Les Fourberies de Scapin, Molière, 1671 - Acte III, scène 2

Les Fourberies de Scapin est une œuvre tardive dans la production de Molière et survient après ses pièces désignées comme ses « grandes comédies »Tartuffe, Dom Juan. Il s'agit d'une œuvre somme de Molière empruntant au meilleur de la commedia dell'arte1. Dans la scène dont est tiré cet extrait, Scapin cherche à se venger de Géronte, le père de son maître Léandre. Pour ce faire, il prétend que des mercenaires sont à sa recherche ; pour le « protéger du danger », il enferme Géronte dans un sac et, tout en prétendant le défendre, en profite pour le rosser

SCAPIN, lui remet la tête dans le sac.
Prenez garde, en voici un autre qui a la mine d'un étranger.
(Cet endroit est de même que celui du Gascon pour le changement de langage et le jeu de théâtre.)
« Parti, moi courir comme une Basque, et moi ne pouvre point troufair de tout le jour sti tiable de Gironte. »
(À Géronte, avec sa voix ordinaire.)
Cachez-vous bien.
« Dites-moi un peu, fous, Monsir l'homme, s'il ve plaît, fous savoir point où l'est sti Gironte que moi cherchair ? — Non, Monsieur, je ne sais point où est Géronte. — Dites-moi-le, fous, frenchemente, moi li fouloir pas grande chose à lui.
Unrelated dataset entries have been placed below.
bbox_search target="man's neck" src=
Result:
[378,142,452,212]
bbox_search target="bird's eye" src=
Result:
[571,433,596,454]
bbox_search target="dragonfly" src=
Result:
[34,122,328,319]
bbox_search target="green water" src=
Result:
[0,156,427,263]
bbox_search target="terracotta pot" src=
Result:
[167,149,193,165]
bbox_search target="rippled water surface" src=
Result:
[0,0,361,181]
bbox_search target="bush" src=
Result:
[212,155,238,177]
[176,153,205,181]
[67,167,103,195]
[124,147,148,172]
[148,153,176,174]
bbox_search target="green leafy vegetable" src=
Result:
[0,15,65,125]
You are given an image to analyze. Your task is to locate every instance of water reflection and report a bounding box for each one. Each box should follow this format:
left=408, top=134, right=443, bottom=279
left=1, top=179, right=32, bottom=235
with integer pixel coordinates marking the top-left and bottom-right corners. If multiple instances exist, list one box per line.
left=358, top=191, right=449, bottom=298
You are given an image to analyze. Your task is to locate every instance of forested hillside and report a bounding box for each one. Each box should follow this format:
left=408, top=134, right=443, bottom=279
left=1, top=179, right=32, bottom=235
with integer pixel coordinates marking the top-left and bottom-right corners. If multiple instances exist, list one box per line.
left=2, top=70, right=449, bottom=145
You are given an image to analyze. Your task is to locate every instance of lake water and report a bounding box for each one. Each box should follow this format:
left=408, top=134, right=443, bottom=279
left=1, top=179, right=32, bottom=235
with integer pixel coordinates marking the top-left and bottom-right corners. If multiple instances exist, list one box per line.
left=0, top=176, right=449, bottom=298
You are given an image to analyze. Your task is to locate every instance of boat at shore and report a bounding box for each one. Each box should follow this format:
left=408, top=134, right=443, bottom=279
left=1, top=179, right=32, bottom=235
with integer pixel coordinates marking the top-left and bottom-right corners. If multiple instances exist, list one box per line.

L'est seulemente pour le donnair une petite régal sur le dos d'une douzaine de coups de bâtonne, et de trois ou quatre petites coups d'épée au trafers de son poitrine. — Je vous assure, Monsieur, que je ne sais pas où il est. — Il me semble que j'y fois remuair quelque chose dans sti sac. — Pardonnez-moi, Monsieur. — Li est assurément quelque histoire là-tetans. — Point du tout, Monsieur. — Moi l'avoir enfie de tonner ain coup d'épée dans sti sac. — Ah ! Monsieur, gardez-vous-en bien. — Montre-le-moi un peu, fous, ce que c'être là. — Tout beau ! Monsieur. — Quement ? tout beau ? — Vous n'avez que faire de vouloir voir ce que je porte. — Et moi, je le fouloir foir, moi. — Vous ne le verrez point. — Ah ! que de badinemente ! — Ce ne sont que des hardes qui m'appartiennent. — Montre-moi fous, te dis-je. — Je n'en ferai rien. — Toi ne faire rien ? — Non. — Moi pailler de ste bâtonne dessus les épaules de toi. — Je me moque de cela. — Ah ! toi faire le trôle ! (Donnant des coups de bâton sur le sac et criant comme s'il les recevait.) — Ahi ! ahi ! ahi ! Ah ! Monsieur, ah ! ah ! ah ! — Jusqu'au refoir. L'être là un petit leçon pour li apprendre à toi à parlair insolentemente. » — Ah ! Peste soit du baragouineux ! Ah !

GÉRONTE, sortant la tête du sac.
Ah ! je suis roué.

 SCAPIN
Ah ! je suis mort.

GÉRONTE
Pourquoi diantre faut-il qu'ils frappent sur mon dos ?

SCAPIN, lui remettant la tête dans le sac.

Prenez garde, voici une demi-douzaine de soldats tout ensemble.

(Il contrefait plusieurs personnes ensemble.)


Molière, Les Fourberies de Scapin, 1671, acte III, scène 2

1. Commedia dell'arte : genre de théâtre populaire italien caractérisé par des improvisations et un humour relevant de la farce.